Europol takes down e-commerce fraud gang
Europol has brought the criminal activities of online fraudsters to an end in its latest round of justice action.
The organisation has revealed that 95 professional fraudsters and members of internet-based criminal networks suspected of online fraud activities were arrested during its 2018 e-Commerce Action (eComm 2018).
This was a joint law enforcement operation supported by 28 countries that ran from 4 to 15 June 2018.
The main goal was to target online fraud through a coordinated law enforcement action within the European Union (EU) and beyond, followed by an awareness-raising campaign.
Europol explains that this action also marks the start of several investigations with more arrests expected in the next few months. The activity was inspired by a similar UK pilot conducted in collaboration with Visa.
The suspects arrested during the operation were responsible for more than 20,000 fraudulent transactions with compromised credit cards, with an estimated value exceeding €8 million.
The action was coordinated by the European Cybercrime Centre (EC3) from Europol’s headquarters in The Hague. It received the direct assistance from merchants, logistic companies, and banks and payment card schemes. Europol also supported national authorities on-the-spot by providing analytical services in their investigations.
The e-commerce action combats card-not-present fraud, “aiming for a safer online environment for customers worldwide by sharing information and developing best practices between law enforcement and the private sector”.
Police officers in their respective countries team up with merchants, logistics firms, financial institutions and analytical companies to find evidence of professional fraudsters. This year almost 200 private partners joined law enforcement during this action.
To cut a long story short, they made more than 200 house searches, deployed surveillance teams, and confiscated electronical devices, card data, cash and drugs.

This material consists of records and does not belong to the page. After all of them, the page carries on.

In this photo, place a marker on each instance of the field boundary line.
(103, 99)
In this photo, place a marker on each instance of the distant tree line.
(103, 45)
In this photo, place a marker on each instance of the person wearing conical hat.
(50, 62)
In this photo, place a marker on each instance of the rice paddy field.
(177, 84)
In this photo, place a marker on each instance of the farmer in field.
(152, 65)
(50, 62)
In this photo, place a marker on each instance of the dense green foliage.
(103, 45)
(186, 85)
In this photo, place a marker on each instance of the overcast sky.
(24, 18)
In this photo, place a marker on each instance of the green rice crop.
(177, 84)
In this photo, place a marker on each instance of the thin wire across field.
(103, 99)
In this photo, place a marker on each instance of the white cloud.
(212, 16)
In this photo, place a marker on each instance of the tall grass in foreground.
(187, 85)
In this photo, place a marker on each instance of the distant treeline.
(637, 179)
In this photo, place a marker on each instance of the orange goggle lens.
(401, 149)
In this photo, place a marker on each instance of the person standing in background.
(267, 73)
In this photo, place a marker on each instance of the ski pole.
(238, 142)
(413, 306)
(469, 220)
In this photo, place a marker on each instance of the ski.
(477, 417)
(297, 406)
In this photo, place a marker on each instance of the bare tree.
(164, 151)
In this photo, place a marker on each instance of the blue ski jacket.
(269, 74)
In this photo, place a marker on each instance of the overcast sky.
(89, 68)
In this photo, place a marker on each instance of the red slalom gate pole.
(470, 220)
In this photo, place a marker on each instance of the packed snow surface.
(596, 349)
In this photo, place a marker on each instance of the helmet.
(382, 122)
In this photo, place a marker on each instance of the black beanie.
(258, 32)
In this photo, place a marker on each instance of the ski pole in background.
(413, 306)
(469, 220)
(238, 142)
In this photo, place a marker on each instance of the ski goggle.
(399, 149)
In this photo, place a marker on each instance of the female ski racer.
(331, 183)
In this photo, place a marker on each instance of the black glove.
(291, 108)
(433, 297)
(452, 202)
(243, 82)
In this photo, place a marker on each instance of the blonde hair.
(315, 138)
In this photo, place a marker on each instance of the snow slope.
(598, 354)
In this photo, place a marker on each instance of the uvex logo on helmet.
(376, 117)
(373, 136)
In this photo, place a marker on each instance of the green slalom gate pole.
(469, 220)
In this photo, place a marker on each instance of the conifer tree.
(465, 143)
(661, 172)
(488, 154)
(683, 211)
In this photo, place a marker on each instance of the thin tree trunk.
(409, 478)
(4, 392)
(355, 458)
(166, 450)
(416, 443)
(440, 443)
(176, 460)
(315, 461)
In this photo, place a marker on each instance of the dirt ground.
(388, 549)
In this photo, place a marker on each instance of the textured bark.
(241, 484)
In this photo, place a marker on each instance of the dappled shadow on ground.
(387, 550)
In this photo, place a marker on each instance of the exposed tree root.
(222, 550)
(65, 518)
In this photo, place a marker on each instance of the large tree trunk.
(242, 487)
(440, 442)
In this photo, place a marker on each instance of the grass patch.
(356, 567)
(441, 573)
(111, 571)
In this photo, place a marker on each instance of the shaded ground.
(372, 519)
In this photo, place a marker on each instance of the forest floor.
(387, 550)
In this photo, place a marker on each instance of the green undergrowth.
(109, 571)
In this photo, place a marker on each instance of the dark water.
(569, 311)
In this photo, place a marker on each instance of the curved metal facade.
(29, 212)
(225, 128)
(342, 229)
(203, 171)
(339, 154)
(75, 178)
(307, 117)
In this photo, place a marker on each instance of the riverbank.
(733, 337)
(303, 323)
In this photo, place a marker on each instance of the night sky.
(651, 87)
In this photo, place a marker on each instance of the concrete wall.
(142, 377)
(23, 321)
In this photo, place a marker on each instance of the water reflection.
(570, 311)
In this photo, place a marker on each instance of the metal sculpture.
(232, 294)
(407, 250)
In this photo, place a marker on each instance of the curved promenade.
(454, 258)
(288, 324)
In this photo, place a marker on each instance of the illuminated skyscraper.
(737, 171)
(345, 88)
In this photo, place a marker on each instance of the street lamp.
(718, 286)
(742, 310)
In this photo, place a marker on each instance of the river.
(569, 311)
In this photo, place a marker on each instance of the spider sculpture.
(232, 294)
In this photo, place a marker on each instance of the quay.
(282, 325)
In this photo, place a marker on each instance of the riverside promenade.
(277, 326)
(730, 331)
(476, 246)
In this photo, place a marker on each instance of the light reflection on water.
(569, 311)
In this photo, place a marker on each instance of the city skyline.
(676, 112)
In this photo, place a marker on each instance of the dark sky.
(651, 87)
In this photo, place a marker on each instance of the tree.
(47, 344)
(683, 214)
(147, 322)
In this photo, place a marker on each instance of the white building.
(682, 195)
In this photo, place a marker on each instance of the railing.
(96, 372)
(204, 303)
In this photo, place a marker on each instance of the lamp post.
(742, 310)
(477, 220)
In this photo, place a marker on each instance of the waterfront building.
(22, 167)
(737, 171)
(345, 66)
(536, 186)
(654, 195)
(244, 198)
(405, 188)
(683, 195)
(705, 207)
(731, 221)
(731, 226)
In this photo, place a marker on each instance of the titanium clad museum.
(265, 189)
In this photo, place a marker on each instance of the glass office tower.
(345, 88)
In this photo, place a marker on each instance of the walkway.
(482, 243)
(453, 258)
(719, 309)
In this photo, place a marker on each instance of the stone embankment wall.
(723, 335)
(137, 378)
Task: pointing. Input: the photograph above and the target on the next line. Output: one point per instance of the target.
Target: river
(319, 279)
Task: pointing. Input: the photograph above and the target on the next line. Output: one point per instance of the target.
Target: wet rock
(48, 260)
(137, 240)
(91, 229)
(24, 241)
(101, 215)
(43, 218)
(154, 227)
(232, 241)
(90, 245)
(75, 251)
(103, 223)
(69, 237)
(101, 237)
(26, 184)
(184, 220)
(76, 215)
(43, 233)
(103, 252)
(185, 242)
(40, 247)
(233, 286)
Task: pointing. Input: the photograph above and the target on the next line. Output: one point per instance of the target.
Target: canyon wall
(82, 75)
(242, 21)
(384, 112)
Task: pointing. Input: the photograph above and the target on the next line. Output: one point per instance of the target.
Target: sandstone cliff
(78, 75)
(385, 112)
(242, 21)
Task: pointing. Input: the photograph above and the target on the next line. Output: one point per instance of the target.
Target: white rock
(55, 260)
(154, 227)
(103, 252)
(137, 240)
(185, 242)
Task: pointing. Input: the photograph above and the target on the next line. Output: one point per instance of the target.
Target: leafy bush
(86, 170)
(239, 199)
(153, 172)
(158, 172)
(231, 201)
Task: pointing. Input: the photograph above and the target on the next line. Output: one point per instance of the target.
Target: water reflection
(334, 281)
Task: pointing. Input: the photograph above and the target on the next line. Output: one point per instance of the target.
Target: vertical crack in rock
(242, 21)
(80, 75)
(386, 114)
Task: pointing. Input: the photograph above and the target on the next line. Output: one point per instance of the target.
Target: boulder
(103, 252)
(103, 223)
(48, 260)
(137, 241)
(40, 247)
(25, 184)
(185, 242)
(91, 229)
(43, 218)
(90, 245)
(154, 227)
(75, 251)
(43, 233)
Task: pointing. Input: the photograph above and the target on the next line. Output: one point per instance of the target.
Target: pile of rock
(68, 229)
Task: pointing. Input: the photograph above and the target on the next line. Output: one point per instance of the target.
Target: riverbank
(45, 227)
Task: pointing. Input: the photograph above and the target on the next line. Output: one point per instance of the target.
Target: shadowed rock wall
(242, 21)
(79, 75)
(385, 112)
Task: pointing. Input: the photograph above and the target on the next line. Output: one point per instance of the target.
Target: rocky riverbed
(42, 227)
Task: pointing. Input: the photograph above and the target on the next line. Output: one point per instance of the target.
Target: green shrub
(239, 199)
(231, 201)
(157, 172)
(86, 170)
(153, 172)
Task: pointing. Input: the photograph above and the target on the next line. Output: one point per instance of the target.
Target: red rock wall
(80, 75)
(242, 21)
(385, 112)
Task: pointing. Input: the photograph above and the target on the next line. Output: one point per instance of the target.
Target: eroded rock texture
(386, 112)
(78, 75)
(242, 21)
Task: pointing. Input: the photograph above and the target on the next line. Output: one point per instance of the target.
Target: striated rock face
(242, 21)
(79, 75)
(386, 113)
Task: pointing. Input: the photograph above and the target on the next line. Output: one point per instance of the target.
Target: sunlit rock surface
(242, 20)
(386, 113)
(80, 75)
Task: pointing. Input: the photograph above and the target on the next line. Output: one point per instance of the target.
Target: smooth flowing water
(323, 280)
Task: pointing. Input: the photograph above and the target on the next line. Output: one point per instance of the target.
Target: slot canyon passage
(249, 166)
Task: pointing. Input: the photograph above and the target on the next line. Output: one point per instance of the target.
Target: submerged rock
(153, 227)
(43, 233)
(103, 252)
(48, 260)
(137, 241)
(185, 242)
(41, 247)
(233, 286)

eComm 2018 is an operation created as a part of Empact Payment Card Fraud (PCF), which is led by Austria.
This operation is a practical continuation of the work of the E-Commerce Working Group, a private-public partnership network established in 2014 with various stakeholders, including the Merchant Risk Council (MRC), a network of 535 e-merchants worldwide.
Digital demons
According to Europol, roughly 80% of card fraud is conducted online. Social media is used to create selling profiles (shops), advertising everything at half price.
As you probably know, when a person orders something with them, the fraudsters conduct the – “often very expensive” – purchases with compromised credit card data.
The data stolen card data is often purchased from the dark web, originally leaked by a data breach after a malware or phishing attack.
In other crime news, and back in March, Europol and the European Banking Federation’s (EBF) Cybersecurity Working Group played a part in the arrest of a key member of a global cybercrime syndicate responsible for more than 100 digital bank robberies in 40 countries.